Açmaların 2. yapı katını, Eski Yunan kültürlerini temsil eden tabaka oluşturuyor. Bu tabaka, aşağıdan yukarı doğru Arkaik, Klasik ve Hellenistik olmak üzere, 3 ayrı kültür evresini içinde barındırmaktadır. Tabakanın en alt kesiminde yer alan ve kalınlığı 0.75 m olarak belirlenen, Arkaik Çağ kültür evresi içinde, Enez'in doğu ile batı sanatının etkisinde kaldığını gösteren Oryantalizan, Korinth ve Attika malı çömlek kalıntıları ele geçmiştir.
Bunların arasında yer alan hayvan frizli Oryantalizan üslupla yapılmış örneklerin bazıları üzerinde, Doğu Yunan tarzında yapılmış sıra halinde otlayan yabani keçiler, ya da doğulu keramik ustalarının korinth vazo sanatından etkilenerek ürettikleri aslan betimleri ver almaktadır. Bu stile giren çömlekler üzerindeki hayvan frizleri üst üste gelen sıralardan oluşur. Hayvan betimlerinin ikonografisi, kalça ve omuzların bordo renklerle, ayrıntıların boşluk bırakılarak belirlenmesi en önemli özelliktir. Bu tür eserler M.Ö.7.yüzyılın son dörtlüğüne tarihlenmektedir. Enez'de aynı tabaka içinde bezemedeki ayrıntılar kazıma çizgilerle yapılmış başka bir grup eser çok yaygın olarak gün ışığına çıkmıştır.

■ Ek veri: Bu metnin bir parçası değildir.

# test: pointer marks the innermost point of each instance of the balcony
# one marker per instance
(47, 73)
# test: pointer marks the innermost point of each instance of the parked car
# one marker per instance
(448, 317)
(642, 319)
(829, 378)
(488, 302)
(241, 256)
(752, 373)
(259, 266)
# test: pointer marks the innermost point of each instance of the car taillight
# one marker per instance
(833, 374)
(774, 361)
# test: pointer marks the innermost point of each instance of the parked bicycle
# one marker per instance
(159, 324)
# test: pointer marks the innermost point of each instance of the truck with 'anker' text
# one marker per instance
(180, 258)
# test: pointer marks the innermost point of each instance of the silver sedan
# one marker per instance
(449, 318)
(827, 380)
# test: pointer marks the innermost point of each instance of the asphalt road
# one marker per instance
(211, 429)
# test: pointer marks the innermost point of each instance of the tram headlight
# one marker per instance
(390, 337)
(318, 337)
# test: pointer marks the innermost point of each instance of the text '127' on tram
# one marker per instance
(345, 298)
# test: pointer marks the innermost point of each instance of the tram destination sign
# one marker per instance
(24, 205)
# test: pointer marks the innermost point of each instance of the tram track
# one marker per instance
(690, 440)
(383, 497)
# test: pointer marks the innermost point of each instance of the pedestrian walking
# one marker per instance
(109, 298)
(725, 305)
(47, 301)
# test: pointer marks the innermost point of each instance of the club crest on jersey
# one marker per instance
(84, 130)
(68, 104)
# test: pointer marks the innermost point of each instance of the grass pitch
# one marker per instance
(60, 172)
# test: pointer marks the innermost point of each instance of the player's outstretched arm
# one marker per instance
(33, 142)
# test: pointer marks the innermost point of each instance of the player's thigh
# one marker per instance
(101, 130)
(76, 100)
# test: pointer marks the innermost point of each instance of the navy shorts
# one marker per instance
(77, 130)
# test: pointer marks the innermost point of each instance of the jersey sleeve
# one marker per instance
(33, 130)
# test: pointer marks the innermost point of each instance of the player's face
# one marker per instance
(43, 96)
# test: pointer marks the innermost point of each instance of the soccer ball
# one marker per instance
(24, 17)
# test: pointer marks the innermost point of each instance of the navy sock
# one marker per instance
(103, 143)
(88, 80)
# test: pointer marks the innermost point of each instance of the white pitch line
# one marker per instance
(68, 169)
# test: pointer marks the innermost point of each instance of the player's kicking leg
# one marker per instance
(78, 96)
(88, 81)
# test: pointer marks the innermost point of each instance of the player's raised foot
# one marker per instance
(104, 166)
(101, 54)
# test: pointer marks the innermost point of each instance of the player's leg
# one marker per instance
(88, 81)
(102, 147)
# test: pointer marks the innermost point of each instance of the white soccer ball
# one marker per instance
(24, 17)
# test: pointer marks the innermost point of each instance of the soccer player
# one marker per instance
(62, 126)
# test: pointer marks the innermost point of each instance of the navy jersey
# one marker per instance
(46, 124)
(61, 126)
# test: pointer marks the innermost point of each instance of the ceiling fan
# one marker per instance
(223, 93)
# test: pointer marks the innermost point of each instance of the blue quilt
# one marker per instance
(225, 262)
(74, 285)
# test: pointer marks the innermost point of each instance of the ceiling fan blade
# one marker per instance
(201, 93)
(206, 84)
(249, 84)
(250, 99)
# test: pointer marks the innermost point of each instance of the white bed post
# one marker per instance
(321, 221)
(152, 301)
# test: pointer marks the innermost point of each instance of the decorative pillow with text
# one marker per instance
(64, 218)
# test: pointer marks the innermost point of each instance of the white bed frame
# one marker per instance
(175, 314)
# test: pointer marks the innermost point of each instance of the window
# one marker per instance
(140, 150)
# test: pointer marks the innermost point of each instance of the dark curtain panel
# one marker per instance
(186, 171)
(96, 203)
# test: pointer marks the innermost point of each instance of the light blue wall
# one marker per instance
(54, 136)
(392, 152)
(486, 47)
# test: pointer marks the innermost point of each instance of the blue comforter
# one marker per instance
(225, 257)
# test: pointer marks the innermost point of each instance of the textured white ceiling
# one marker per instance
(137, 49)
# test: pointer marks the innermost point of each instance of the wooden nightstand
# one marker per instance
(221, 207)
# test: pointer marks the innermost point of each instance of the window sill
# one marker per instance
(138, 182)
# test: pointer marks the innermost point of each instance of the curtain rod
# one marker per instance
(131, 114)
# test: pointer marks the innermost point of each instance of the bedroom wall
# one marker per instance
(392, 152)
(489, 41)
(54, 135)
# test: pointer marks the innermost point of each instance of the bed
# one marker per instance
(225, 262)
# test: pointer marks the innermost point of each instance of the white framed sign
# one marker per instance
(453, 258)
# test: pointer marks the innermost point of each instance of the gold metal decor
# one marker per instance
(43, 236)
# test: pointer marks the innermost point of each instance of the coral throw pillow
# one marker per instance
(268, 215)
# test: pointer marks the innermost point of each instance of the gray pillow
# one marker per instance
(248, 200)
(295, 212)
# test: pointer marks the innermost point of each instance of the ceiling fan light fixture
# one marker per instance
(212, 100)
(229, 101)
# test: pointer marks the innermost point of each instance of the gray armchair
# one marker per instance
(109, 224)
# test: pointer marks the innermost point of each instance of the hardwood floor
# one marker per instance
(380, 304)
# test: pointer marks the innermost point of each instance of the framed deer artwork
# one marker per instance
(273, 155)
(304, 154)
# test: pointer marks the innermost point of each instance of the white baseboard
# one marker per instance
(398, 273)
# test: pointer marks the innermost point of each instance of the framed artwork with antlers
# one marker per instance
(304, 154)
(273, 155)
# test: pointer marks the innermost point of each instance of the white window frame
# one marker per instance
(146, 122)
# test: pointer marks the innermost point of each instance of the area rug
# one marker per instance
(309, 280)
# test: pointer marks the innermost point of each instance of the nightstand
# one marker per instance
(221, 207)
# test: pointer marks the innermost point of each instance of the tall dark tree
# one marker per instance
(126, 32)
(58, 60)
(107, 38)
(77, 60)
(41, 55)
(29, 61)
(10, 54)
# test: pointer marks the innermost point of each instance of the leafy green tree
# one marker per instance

Söz konusu buluntular içinde yer alan kapların ağız kenarları ile frizler arasında ayırıcı motif olarak, siyah ve beyaz kareciklerden oluşan merdiven biçiminde bantlar kullanılmıştır. Bantlar arasında kalan geniş alanlar, lotuslar, rozetler ile otlayan yabani geyikler, aslanlar ve değişik kuşlarla doldurulmuştur. Arkaik Çağ'a tarihlenen bu kültür evresinden ele geçen eserler, Enez'in M. Ö. 6. yüzyılın başlarından itibaren hem batının hem de, doğunun etkisinde kaldığını ve bunlardan esinlenerek yerel özellikler gösteren değişik eserler ürettiklerini gözlemliyoruz. Bunların basında mimariye ait elemanlar gelmektedir.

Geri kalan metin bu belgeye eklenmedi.